Keine Absprachen im Wahlkampf, war bislang die Ansage von Grünen und SPD in Baden-Württemberg. In Stuttgart ist dies nun anders. Davon dürfte Grünen-Chef Özdemir profitieren - aber weniger die SPD.
Stuttgart - Im Kampf um die zwei Direktmandate in Stuttgart wollen sich Grüne und SPD überraschenderweise nun doch gegenseitig unterstützen. Die beiden Kreisvorsitzenden, Dejan Perc (SPD) und Philipp Franke (Grüne), legen den Wählern in einer gemeinsamen Mitteilung vom Dienstagabend nahe, im Stuttgarter Süden Grünen-Bundeschef Cem Özdemir zu wählen. Er habe dort bessere Chancen auf ein Direktmandat als SPD-Kandidatin Ute Vogt. Im Stuttgarter Norden empfehlen sie, dem SPD-Kandidaten Nicolas Schäfstoß die Erststimme zu geben - für die Grünen tritt hier Birgitt Bender an.
Franke erklärte, so solle verhindert werden, dass die CDU wieder zwei Direktmandate in Stuttgart bekommt. Im Stuttgarter Süden hatte Özdemir vor vier Jahren knapp das Direktmandat verfehlt. CDU-Mann Stefan Kaufmann bekam die meisten Erststimmen und ist nun fest entschlossen, das Direktmandat zu verteidigen.
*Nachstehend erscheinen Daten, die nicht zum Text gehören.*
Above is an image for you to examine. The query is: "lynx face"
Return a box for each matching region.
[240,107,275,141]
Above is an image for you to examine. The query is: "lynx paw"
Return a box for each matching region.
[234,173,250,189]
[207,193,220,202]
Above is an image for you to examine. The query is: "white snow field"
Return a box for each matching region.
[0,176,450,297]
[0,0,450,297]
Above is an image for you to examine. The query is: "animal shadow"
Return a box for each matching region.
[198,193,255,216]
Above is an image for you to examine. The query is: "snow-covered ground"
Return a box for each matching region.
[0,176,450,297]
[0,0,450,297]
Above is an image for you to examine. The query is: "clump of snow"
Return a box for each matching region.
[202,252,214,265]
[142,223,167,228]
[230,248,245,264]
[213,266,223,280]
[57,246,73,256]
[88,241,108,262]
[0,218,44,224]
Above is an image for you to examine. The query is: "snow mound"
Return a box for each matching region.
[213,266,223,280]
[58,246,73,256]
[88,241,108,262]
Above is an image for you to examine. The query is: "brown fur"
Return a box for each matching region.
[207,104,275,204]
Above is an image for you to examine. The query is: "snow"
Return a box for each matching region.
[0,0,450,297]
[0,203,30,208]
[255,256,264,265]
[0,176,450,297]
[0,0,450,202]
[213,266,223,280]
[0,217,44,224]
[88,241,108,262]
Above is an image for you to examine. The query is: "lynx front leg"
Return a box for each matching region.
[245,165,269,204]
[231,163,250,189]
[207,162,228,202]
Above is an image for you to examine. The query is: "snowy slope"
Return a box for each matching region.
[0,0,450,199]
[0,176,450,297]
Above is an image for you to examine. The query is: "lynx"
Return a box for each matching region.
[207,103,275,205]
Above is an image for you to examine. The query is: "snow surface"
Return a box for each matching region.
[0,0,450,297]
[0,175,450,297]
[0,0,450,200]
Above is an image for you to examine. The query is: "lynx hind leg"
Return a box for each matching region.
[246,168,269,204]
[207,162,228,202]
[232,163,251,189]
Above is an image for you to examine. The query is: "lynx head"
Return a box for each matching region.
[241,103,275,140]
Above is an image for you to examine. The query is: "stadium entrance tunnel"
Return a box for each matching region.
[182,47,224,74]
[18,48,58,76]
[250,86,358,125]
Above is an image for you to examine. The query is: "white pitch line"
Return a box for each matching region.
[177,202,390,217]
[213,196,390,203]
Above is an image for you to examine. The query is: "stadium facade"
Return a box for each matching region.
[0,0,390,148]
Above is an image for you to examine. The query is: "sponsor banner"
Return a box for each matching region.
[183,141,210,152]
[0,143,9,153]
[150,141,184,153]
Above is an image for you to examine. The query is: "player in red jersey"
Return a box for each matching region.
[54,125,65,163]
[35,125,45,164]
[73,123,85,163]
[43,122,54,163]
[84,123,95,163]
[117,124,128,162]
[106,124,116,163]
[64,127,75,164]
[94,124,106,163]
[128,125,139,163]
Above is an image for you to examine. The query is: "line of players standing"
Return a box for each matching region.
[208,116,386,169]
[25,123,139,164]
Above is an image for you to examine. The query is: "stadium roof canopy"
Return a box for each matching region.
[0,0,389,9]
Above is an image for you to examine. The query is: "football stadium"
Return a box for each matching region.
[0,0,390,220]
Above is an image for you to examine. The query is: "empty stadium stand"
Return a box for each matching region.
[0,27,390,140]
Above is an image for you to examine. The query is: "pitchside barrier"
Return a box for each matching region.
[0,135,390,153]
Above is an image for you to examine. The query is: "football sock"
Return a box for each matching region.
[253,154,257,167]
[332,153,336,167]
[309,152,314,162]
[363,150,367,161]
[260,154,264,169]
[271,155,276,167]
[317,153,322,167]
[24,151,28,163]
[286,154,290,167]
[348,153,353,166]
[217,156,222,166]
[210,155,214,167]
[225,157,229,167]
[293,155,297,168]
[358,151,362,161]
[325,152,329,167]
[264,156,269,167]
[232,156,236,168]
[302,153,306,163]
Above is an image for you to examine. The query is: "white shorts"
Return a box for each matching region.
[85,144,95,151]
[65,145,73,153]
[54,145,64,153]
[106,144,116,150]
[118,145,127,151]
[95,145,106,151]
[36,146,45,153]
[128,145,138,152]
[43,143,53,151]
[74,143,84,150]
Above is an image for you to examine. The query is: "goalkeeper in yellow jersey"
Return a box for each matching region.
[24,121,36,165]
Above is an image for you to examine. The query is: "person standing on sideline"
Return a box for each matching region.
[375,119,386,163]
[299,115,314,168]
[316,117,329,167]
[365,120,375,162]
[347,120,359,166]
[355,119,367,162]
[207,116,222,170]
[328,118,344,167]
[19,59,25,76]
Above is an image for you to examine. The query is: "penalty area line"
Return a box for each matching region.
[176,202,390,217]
Die frühere SPD-Landeschefin Vogt lag 2009 abgeschlagen auf dem dritten Platz. Wie das Rennen zwischen Kaufmann und Özdemir jetzt ausgeht, gilt als offen. Während Özdemir von seinem Bekanntheitsgrad profitieren kann, setzt Amtsinhaber Kaufmann auf seinen Heimvorteil in Stuttgart.
Perc sagte der Nachrichtenagentur dpa, es werde keine aktiven Erststimmenkampagne für die jeweils andere Partei geben. Wer aber unsicher sei, wem er seine Erststimme geben solle, werde darauf hingewiesen, dass Özdemir im Stuttgarter Süden beziehungsweise Schäfstoß im Stuttgarter Norden die besseren Chancen habe. Diese Erklärung kommt überraschend, weil es bislang hieß, SPD und Grüne verzichteten auf gegenseitige Wahlempfehlungen im Südwesten.
Der Politikwissenschaftler Reinhold Weber von der Landeszentrale für politische Bildung kritisierte die Absprache zwischen Grünen und SPD. Dem Sender SWR4, Radio Stuttgart, sagte er, dies sei eine Bevormundung der selbstständigen Wähler und kein Gewinn für die Demokratie. „Der Wähler ist intelligent genug, selbst zu entscheiden, und er vergibt seine Stimme so, wie er taktisch vorgehen möchte und welche Koalition er möglicherweise wählt“. Nach seiner Einschätzung geht die Absprache zulasten der SPD. Vermutlich seien mehr SPD-Wähler bereit, für einen Grünen-Kandidaten zu stimmen als umgekehrt. Dies sei ein weiterer Schritt zur Demontierung der SPD im Südwesten.